Décrochage et échec scolaires | Le CSSBE ne dispose pas de données précises

Décrochage et échec scolaires | Le CSSBE ne dispose pas de données précises
(Photo : Libre de droit)

ÉDUCATION. > De plus en plus de parents s’inquiètent de l’impact de la pandémie sur le parcours scolaire des étudiants du secondaire. Qu’en est-il dans les polyvalentes de la région?

Le Centre de services scolaire Beauce-Etchemin (CSSBE) ne dispose pas présentement de données précises en ce qui concerne les échecs et le décrochage dans ses écoles secondaires.

Puisqu’il n’y a pas eu de bulletin en novembre, comme l’an passé, la CSSBE aura une vision plus nette de la situation lors de la prochaine évaluation qui est prévue, au plus tard, le 22 janvier 2021.

«Ça ne veut pas dire que le suivi des élèves au jour le jour n’est pas fait.
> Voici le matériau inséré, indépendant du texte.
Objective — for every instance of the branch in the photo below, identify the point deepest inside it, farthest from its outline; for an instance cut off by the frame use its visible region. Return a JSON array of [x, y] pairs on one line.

Toutes les équipes-écoles évaluent le développement des connaissances des étudiants, indique Karina Roy, directrice des services éducatifs au CSSBE. Si des enfants ont des difficultés particulières, des mesures sont prises et les parents sont avisés».
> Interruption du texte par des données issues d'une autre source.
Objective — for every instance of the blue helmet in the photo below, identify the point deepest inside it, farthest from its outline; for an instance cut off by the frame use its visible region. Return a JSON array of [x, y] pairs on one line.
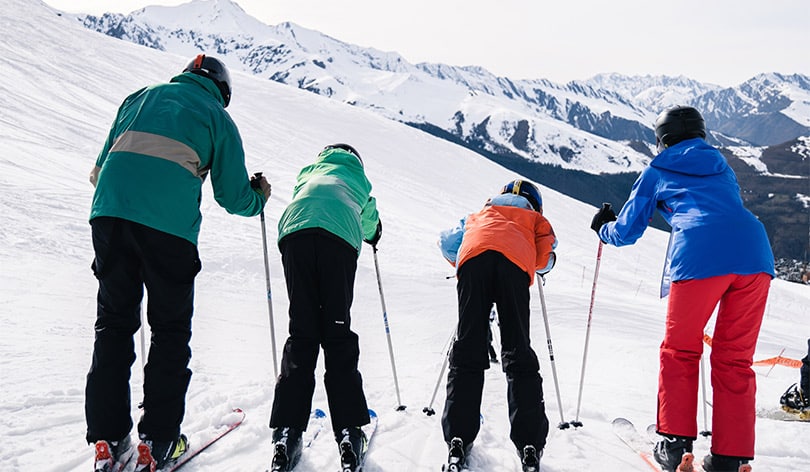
[[526, 190]]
Pour répondre aux besoins particuliers, chaque école a reçu un support financier additionnel qui leur permet d’ajouter des ressources – orthopédagogue, éducatrice spécialisée, etc. – pour aider les élèves en difficulté.
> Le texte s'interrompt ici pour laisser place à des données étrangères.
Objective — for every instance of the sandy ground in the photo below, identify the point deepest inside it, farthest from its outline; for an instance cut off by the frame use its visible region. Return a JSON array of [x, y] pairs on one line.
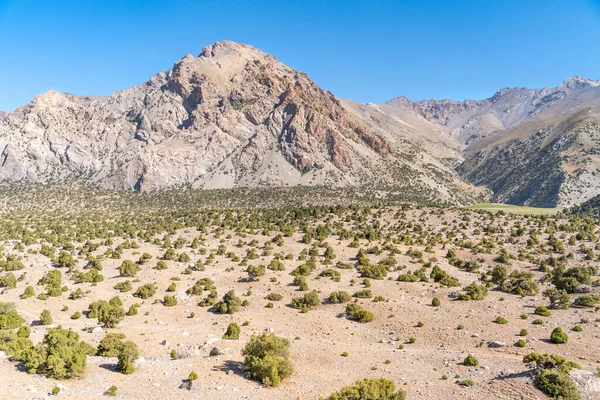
[[318, 337]]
Mme Roy a, de plus, indiqué que la CSSBE a identifié les zones les plus vulnérables de son territoire afin d’y déployer de l’aide en santé mentale s’il y a lieu.

Géométrie variable

Depuis le début de la pandémie, les élèves, les enseignants et spécialistes de la CSSBE font affaire à ce que Mme Roy appelle «des situations à géométrie variable».

«Le ministre parle de rattrapage, je préfère parler de poursuite de développement des compétences. Il n’est pas au même niveau partout, il demande des ajustements continuels pour permettre à chaque enfant d’obtenir les connaissances de base».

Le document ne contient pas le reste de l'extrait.